Afin d’assurer une production régulière, le libraire-imprimeur chasse le privilège octroyé par la chancellerie royale et les cours souveraines qui leur donne un véritable monopole commercial pendant une période donnée. Fort de cette assurance, il peut alors se lancer dans la production d’ouvrages aux ventes moins assurées ou ne concernant qu’une petite clientèle ou… une diffusion clandestine. Un nombre important d’imprimeurs met leur art au service des idées nouvelles humanistes et évangéliques. Beaucoup devront quitter le royaume et se réfugier le plus souvent à Genève. Des ateliers entiers, maîtres et ouvriers, se convertissent.

À partir de Genève, un flux incessant de colporteurs déverse des ouvrages dans le royaume de France. Le psautier huguenot, dans la traduction de Clément Marot et de Théodore de Bèze, est le premier best-seller de l’édition française !
Des imprimeurs importants se sont établis à La Rochelle au cours des années 1560 (Barthélémy Berton, Pierre Haultin et leurs successeurs). Des livres « hérétiques » sont retrouvés dans les effets des corsaires protestants chassant le bateau catholique. La clause imposée par Richelieu aux Rochelais que seul un protestant né dans la ville pouvait y résider empêche la cité de renouveler la main-d’œuvre spécialisée et contraint les libraires à faire imprimer ailleurs leurs ouvrages (Niort, Saumur, Quevilly). 
   
Marque de l’atelier Haultin, XVIe siècle, coll privée
© MRHP

L’édition protestante doit faire face alors à l’action des presses catholiques (Angoulême, Bordeaux etc.) qui portent en Aquitaine la Contre-Réforme. 

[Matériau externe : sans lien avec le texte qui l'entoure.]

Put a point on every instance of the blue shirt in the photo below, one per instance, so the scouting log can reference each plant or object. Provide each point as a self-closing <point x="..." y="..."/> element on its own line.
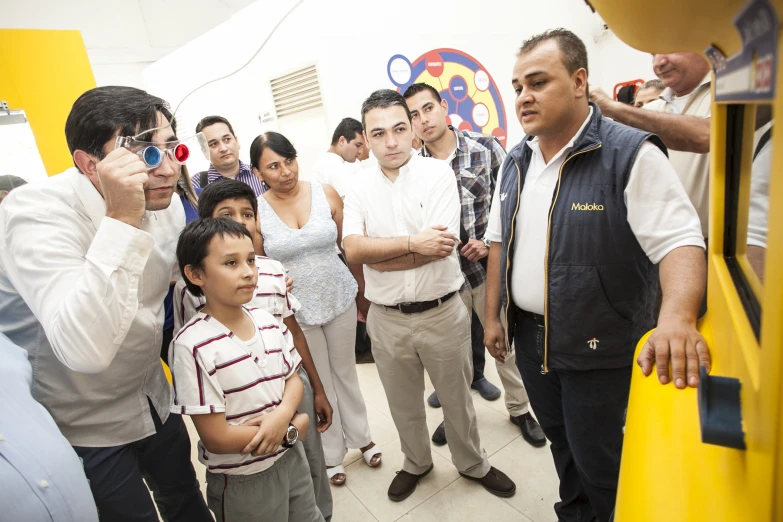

  Cet article est extrait de deux journées d’études qui se sont tenues les 9 et 10 novembre à La Rochelle dans le cadre de la commémoration du 500e anniversaire de la naissance de la Réforme protestante. Elles étaient organisées par le Musée rochelais d’histoire protestante (MRHP), la médiathèque Michel Crépeau (MMC) et les archives départementales de la Charente Maritime (ADCM). La thématique du livre a été choisie car le livre a été au cœur des expositions du MRHP (Libraires et imprimeurs protestants de La Rochelle, XVIe-XVIIe siècles), de la MMC (Impressions rochelaises, le livre et la Réforme protestante, 1562-1628) et elle est très présente dans celle des ADCM (Huguenots d’Aunis et de Saintonge de la Réformation à la Révolution) qui expose pour la première des pièces extraites des archives de l’Église protestante unie de La Rochelle déposées il y a deux ans et dont un inventaire est en cours.
La publication de ces journées en 2019 dans la revue Enquêtes et Documents (CRHIA, Presses Universitaires de Rennes) témoignera de la richesse de ces journées dont les débats attestent qu’il reste de belles recherches à mener notamment pour suivre ce que sont devenues les éditions et les bibliothèques privées et institutionnelles protestantes de ces provinces atlantiques.